Todos os anos, o agronegócio paranaense aguarda a divulgação da lista de membros do chamado “clube do bilhão”, formado por municípios que ultrapassam a marca de R$ 1 bilhão em Valor Bruto de Produção Agropecuária (VBP). O grupo tem ganhado novos membros de forma acelerada. Até 2020, 14 cidades se enquadravam nessa categoria, número que saltou para 25 em 2021 e 34 em 2022. O VBP do VBP Paraná, em 2022, cresceu 6%, totalizando R$ 191,2 bilhões. Ao que tudo indica, nos próximos anos, essa explosão de novos integrantes na confraria deve seguir em vigor. Afinal, 22 cidades faturam anualmente acima de R$ 800 milhões com o agro. Confira a lista do VBP 2022 dos municípios paranaenses.

A expansão de municípios com o título de VBP bilionário é, em boa parte, explicada pela diversificação das atividades agropecuárias no Paraná, o que colabora a enfrentar momentos de crise. “Mesmo com a quebra de 43% na soja na safra 2021/22, o desempenho da pecuária manteve o ritmo e segurou o rombo causado pela seca. Nós trabalhamos justamente para que a economia agropecuária do Paraná seja cada vez mais dinâmica e robusta, permitindo enfrentar anos com intempéries”, declarou o presidente do Sistema Faep/Senar-PR, Ágide Meneguette.

A estratégia de ser competitivo em diversas culturas serviu de amortecedor para o agronegócio paranaense em 2022, como mostram os dados do Departamento de Economia Rural (Deral) da Secretaria de Agricultura e Abastecimento do Paraná (Seab). “A pecuária é como se fosse um colchão na nossa agropecuária, pois sempre temos uma produção, no mínimo, constante. A cadeia ganhou participação nos últimos anos e se sustenta. E teve maior participação no VBP de 2022, com 51% do total”, explica a economista do Deral, Larissa Nahirny Alves.

Campeões do VBP

Não à toa, os dois maiores VBPs do Paraná são de locais com pecuárias fortes. Toledo (R$ 4,3 bi) tem o maior rebanho de suínos do país, sendo que, em 2022, a atividade de corte, sozinha, movimentou R$ 1,3 bilhão no município. A solidez dessa cadeia produtiva compensou a quebra de 30% da soja local na temporada 2021/22. “Duas coisas são destaque no município: a diversificação das atividades e a união dos produtores. Aqui, se alguém precisar da ajuda de um vizinho, de qualquer coisa, ocorre na hora”, relata o presidente do Sindicato Rural de Toledo, Nelson Gafuri.

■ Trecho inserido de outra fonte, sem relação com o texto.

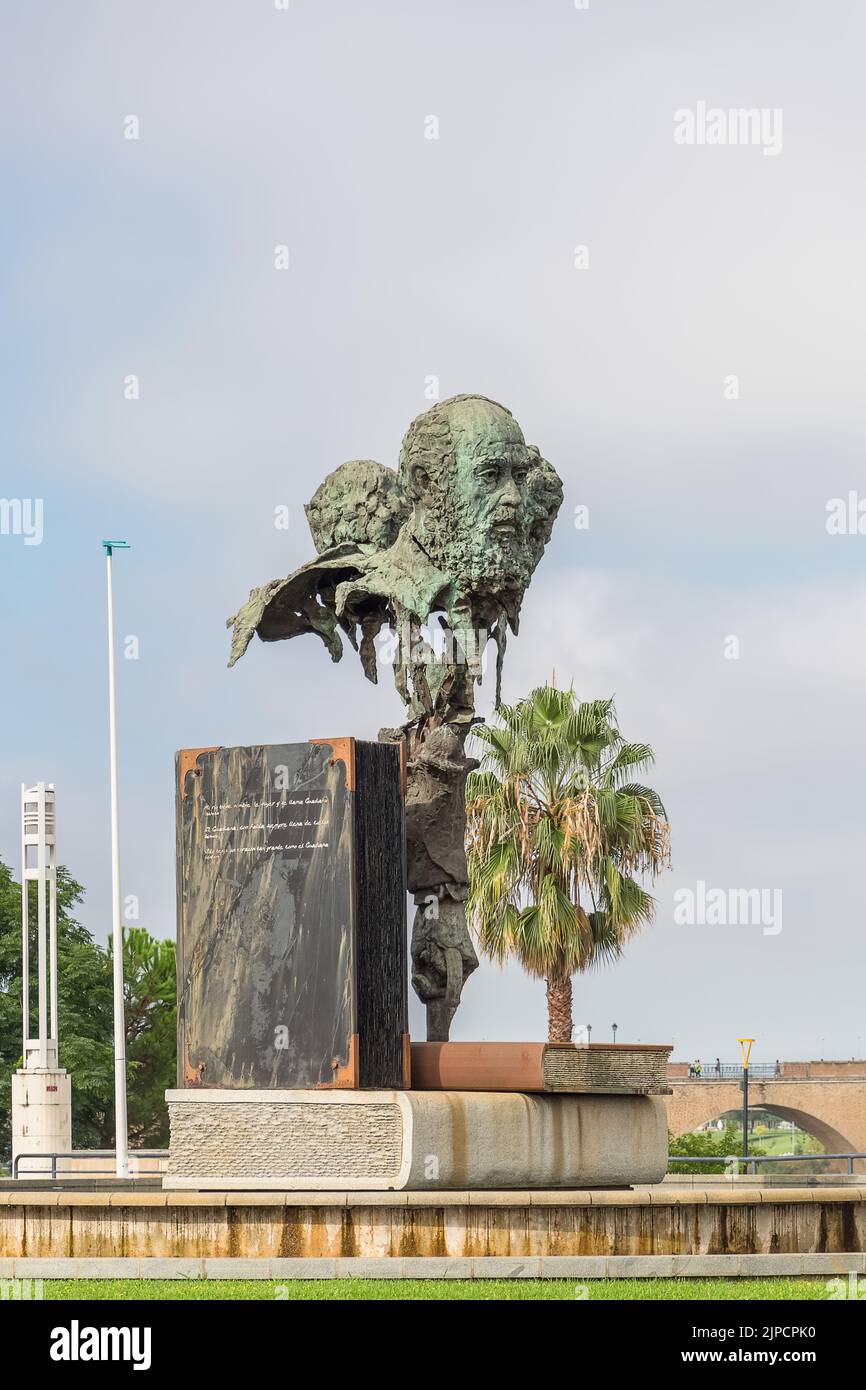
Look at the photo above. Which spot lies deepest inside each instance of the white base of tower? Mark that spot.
(42, 1116)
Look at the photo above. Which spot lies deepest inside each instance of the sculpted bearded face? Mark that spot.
(484, 501)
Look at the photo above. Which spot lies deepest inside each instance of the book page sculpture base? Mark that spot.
(291, 916)
(412, 1140)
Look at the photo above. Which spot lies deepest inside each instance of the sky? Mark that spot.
(473, 198)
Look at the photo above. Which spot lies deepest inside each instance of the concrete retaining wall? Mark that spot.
(452, 1225)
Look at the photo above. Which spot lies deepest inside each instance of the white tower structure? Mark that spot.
(42, 1091)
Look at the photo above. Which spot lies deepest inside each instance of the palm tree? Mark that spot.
(556, 833)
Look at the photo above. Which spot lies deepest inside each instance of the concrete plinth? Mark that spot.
(42, 1115)
(413, 1140)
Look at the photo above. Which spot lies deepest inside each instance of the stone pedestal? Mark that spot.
(42, 1116)
(416, 1140)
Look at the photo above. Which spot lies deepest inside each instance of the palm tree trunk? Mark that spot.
(559, 1008)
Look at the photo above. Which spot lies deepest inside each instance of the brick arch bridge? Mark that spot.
(827, 1100)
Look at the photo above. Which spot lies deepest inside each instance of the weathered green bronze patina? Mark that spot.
(438, 553)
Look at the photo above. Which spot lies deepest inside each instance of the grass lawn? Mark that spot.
(424, 1290)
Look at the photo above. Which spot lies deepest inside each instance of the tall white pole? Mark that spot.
(117, 934)
(25, 938)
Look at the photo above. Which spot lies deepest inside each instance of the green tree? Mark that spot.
(708, 1144)
(558, 833)
(85, 1019)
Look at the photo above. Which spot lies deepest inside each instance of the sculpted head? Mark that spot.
(483, 499)
(359, 503)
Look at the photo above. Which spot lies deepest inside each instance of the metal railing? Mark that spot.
(763, 1158)
(84, 1155)
(733, 1072)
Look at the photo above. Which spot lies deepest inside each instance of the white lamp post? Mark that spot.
(117, 931)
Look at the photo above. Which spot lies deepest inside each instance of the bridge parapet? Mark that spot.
(852, 1070)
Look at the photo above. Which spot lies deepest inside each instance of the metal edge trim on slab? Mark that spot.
(442, 1266)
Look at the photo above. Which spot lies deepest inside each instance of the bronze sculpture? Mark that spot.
(448, 544)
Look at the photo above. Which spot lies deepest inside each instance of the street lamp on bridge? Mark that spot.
(745, 1047)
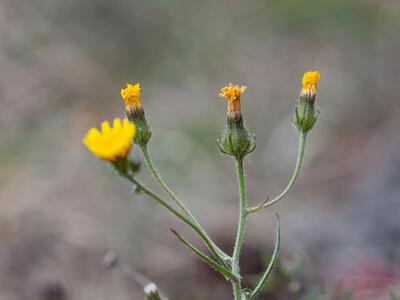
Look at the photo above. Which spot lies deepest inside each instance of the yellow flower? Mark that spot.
(131, 96)
(111, 143)
(310, 81)
(232, 93)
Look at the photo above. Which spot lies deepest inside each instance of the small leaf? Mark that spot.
(224, 271)
(272, 262)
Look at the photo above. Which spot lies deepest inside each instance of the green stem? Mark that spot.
(299, 161)
(162, 202)
(274, 258)
(221, 256)
(241, 226)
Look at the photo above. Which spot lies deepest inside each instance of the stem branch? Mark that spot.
(241, 226)
(218, 253)
(299, 161)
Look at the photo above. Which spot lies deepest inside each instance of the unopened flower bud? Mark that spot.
(236, 140)
(135, 113)
(305, 114)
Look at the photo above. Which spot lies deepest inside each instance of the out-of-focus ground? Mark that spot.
(62, 64)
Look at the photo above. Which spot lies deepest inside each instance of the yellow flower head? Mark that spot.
(232, 93)
(131, 96)
(111, 143)
(310, 81)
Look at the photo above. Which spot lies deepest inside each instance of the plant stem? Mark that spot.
(257, 290)
(299, 161)
(241, 226)
(221, 256)
(162, 202)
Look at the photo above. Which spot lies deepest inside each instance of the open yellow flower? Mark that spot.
(131, 96)
(310, 81)
(232, 93)
(111, 143)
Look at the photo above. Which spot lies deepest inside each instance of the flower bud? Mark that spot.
(135, 113)
(305, 114)
(236, 140)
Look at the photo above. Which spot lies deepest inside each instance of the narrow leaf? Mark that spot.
(224, 271)
(272, 262)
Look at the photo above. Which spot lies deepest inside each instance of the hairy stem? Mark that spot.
(221, 256)
(163, 203)
(241, 226)
(299, 161)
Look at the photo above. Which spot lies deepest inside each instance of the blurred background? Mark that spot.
(62, 65)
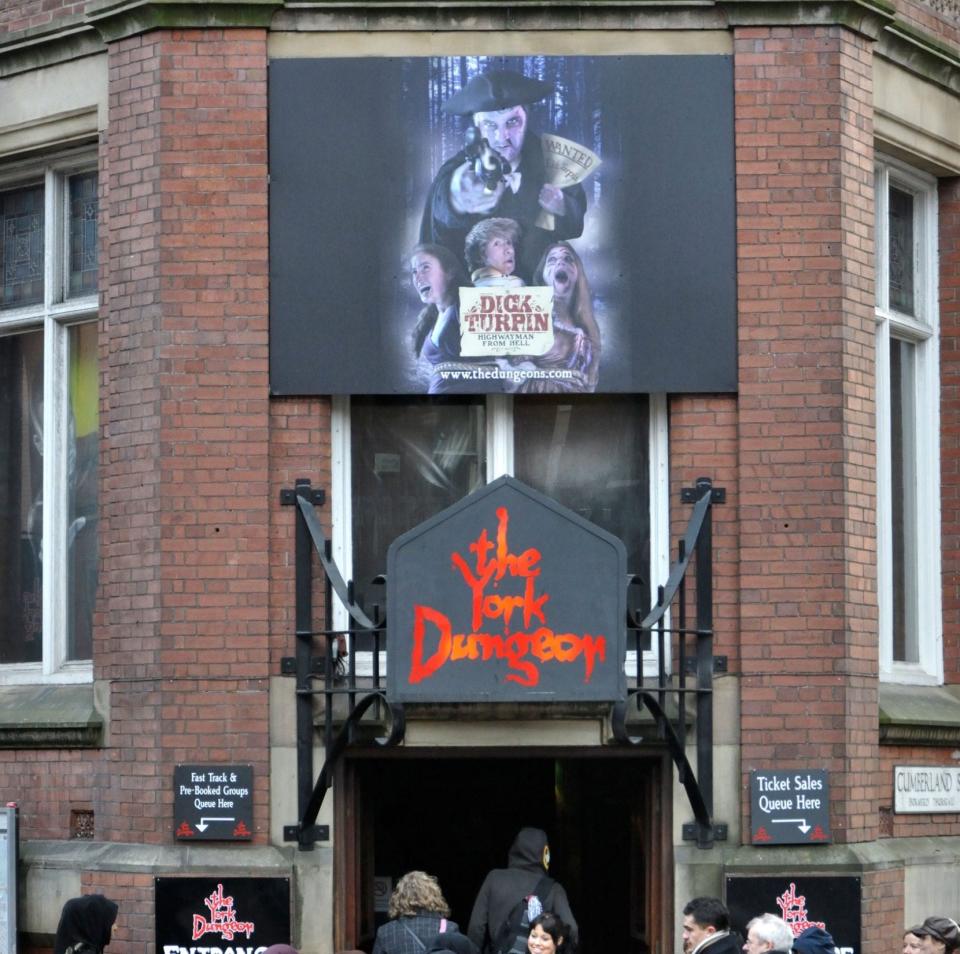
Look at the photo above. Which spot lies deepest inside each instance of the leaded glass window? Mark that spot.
(21, 250)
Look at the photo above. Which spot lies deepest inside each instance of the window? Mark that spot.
(908, 493)
(398, 461)
(49, 419)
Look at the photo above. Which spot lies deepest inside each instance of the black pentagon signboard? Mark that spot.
(506, 597)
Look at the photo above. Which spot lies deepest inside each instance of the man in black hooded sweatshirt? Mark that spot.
(86, 925)
(527, 865)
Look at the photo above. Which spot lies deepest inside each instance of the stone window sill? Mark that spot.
(49, 717)
(919, 715)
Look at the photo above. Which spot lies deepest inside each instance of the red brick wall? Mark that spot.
(881, 911)
(806, 415)
(186, 510)
(949, 222)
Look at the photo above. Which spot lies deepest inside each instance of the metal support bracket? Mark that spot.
(311, 835)
(692, 831)
(317, 496)
(697, 542)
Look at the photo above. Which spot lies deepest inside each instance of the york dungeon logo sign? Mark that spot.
(241, 916)
(506, 597)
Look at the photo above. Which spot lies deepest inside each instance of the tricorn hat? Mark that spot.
(939, 928)
(498, 89)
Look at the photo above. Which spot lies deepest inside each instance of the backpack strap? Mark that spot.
(413, 934)
(543, 887)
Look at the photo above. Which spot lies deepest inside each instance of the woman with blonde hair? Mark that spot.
(418, 912)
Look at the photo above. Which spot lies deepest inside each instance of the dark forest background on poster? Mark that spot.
(356, 143)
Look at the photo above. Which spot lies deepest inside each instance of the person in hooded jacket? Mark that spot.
(527, 864)
(86, 925)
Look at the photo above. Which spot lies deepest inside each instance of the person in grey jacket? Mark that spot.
(418, 912)
(527, 863)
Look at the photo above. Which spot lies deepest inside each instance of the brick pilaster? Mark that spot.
(183, 618)
(806, 411)
(949, 223)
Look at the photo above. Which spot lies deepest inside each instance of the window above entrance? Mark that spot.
(403, 460)
(908, 513)
(49, 418)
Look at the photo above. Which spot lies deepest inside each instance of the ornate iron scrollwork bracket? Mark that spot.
(306, 667)
(697, 540)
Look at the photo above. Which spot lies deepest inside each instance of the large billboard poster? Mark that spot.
(479, 224)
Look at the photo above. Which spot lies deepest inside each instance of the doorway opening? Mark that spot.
(455, 816)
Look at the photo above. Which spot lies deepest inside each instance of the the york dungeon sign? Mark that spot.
(506, 596)
(478, 224)
(221, 915)
(829, 903)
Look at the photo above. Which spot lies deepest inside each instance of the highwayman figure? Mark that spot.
(459, 197)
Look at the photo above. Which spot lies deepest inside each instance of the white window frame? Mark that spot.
(55, 315)
(923, 589)
(499, 417)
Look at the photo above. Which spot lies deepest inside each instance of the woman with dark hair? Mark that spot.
(576, 334)
(86, 925)
(548, 935)
(437, 275)
(418, 912)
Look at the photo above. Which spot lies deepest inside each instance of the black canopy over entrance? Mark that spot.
(455, 815)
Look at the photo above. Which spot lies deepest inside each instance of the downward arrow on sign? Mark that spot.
(203, 826)
(801, 823)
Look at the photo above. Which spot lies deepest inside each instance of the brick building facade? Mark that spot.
(836, 589)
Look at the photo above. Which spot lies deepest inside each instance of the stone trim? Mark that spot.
(117, 19)
(919, 715)
(49, 717)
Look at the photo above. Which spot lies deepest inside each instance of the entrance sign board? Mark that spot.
(789, 808)
(926, 789)
(832, 904)
(221, 915)
(8, 879)
(506, 597)
(213, 802)
(626, 159)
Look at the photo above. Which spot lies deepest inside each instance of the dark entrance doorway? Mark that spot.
(455, 816)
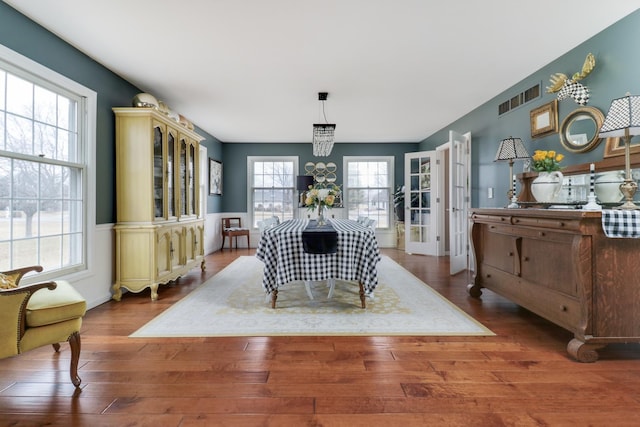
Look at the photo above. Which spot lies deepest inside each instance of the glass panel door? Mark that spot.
(420, 221)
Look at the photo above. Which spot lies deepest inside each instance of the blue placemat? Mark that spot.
(321, 239)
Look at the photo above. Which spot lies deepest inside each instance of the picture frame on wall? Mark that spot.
(215, 177)
(544, 119)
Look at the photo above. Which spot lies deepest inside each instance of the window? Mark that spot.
(44, 148)
(272, 187)
(368, 188)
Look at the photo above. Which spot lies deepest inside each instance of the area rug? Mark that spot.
(233, 303)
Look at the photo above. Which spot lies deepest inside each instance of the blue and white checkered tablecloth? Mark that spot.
(281, 251)
(621, 223)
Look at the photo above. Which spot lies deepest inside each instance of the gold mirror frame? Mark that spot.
(588, 143)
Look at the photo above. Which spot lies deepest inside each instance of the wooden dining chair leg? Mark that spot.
(74, 343)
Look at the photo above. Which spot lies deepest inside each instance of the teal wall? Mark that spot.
(617, 71)
(36, 43)
(235, 163)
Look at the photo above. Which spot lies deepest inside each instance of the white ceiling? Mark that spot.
(395, 70)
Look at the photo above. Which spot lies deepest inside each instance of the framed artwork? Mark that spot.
(615, 147)
(544, 119)
(215, 177)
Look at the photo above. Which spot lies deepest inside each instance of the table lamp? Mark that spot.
(623, 120)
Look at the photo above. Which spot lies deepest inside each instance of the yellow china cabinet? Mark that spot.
(160, 229)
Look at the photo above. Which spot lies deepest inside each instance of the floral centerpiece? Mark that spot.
(321, 197)
(547, 161)
(547, 185)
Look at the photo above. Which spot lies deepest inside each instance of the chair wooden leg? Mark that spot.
(74, 343)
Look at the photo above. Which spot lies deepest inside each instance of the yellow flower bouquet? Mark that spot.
(547, 160)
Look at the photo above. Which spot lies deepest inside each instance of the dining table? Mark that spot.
(303, 250)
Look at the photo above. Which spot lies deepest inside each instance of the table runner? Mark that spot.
(621, 223)
(319, 239)
(281, 250)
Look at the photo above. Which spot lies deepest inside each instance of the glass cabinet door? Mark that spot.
(158, 173)
(171, 199)
(183, 177)
(192, 180)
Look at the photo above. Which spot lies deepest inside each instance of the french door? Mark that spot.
(421, 222)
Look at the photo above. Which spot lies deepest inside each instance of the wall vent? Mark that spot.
(519, 99)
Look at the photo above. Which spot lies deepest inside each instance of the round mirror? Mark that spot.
(309, 167)
(579, 131)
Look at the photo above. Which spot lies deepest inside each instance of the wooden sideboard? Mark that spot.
(560, 265)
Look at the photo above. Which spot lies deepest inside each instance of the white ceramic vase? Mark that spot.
(607, 187)
(546, 186)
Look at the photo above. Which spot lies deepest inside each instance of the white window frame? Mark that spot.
(36, 73)
(390, 160)
(251, 160)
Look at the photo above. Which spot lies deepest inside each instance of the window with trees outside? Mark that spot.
(272, 187)
(43, 168)
(368, 188)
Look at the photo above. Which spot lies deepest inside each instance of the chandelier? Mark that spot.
(323, 134)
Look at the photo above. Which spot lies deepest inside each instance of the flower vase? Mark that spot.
(321, 220)
(546, 187)
(607, 187)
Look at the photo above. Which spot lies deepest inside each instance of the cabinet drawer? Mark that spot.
(554, 306)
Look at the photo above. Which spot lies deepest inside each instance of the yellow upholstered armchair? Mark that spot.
(32, 316)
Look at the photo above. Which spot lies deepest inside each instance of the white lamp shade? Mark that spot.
(511, 149)
(623, 115)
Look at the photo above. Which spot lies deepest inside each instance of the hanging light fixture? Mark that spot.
(323, 134)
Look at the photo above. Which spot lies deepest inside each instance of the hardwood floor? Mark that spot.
(520, 377)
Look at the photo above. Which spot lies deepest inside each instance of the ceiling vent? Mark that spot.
(519, 99)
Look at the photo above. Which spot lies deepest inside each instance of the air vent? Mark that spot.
(519, 99)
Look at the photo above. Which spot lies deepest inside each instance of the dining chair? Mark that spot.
(32, 316)
(232, 228)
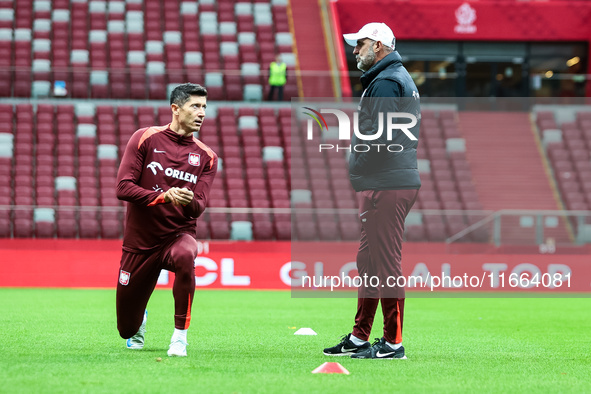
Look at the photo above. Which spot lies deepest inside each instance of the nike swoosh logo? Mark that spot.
(381, 355)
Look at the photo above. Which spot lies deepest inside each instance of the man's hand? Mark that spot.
(178, 196)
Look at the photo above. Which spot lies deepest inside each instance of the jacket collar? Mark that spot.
(376, 69)
(179, 139)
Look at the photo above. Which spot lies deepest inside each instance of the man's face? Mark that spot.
(192, 113)
(364, 54)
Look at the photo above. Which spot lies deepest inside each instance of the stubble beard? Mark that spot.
(364, 63)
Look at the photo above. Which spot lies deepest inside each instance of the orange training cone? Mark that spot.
(331, 368)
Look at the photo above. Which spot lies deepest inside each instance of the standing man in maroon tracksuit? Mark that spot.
(165, 175)
(387, 183)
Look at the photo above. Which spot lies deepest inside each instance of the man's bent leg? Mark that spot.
(138, 275)
(181, 260)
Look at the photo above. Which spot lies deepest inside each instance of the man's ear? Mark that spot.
(379, 46)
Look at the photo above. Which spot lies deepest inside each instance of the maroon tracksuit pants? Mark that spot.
(382, 214)
(138, 276)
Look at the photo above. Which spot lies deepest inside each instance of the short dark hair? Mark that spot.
(182, 93)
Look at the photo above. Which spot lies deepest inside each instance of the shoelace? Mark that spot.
(377, 341)
(344, 339)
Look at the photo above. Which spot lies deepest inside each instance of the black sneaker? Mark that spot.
(346, 348)
(380, 349)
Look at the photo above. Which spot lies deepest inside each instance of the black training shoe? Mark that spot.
(346, 348)
(380, 349)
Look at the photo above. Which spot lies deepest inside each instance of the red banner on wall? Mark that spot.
(472, 20)
(269, 265)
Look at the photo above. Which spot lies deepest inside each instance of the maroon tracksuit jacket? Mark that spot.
(155, 160)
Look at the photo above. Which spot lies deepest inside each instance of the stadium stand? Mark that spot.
(135, 49)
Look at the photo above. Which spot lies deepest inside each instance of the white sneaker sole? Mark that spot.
(338, 355)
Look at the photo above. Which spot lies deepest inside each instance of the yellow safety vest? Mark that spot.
(277, 74)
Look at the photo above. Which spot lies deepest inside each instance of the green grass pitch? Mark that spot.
(242, 342)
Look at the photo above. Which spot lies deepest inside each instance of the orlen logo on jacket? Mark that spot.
(171, 172)
(344, 128)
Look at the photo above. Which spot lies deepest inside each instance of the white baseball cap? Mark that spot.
(374, 31)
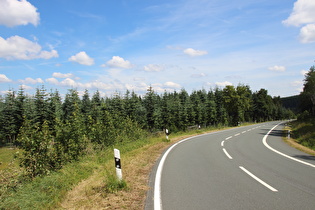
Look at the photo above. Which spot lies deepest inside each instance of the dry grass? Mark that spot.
(136, 167)
(298, 146)
(293, 143)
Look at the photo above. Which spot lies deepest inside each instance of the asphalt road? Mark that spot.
(242, 168)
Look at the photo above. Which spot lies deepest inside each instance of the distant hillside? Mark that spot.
(291, 102)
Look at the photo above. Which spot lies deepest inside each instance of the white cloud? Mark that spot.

O segundo colocado na lista, Castro, também carrega um título relacionado à pecuária: Capital Nacional do Leite. Eduardo Medeiros, presidente do sindicato rural do município, detalha que a atividade leiteira garante, de forma orgânica, um crescimento médio de 5% ao ano. “Essa integração entre as fazendas leiteiras, com a produção de grãos, além de outras cadeias produtivas, como suíno e frango, promove um círculo virtuoso no município. Sem contar que nossos produtores investem em qualificação e novas tecnologias, o que reflete diretamente no sucesso do município”, detalha Medeiros.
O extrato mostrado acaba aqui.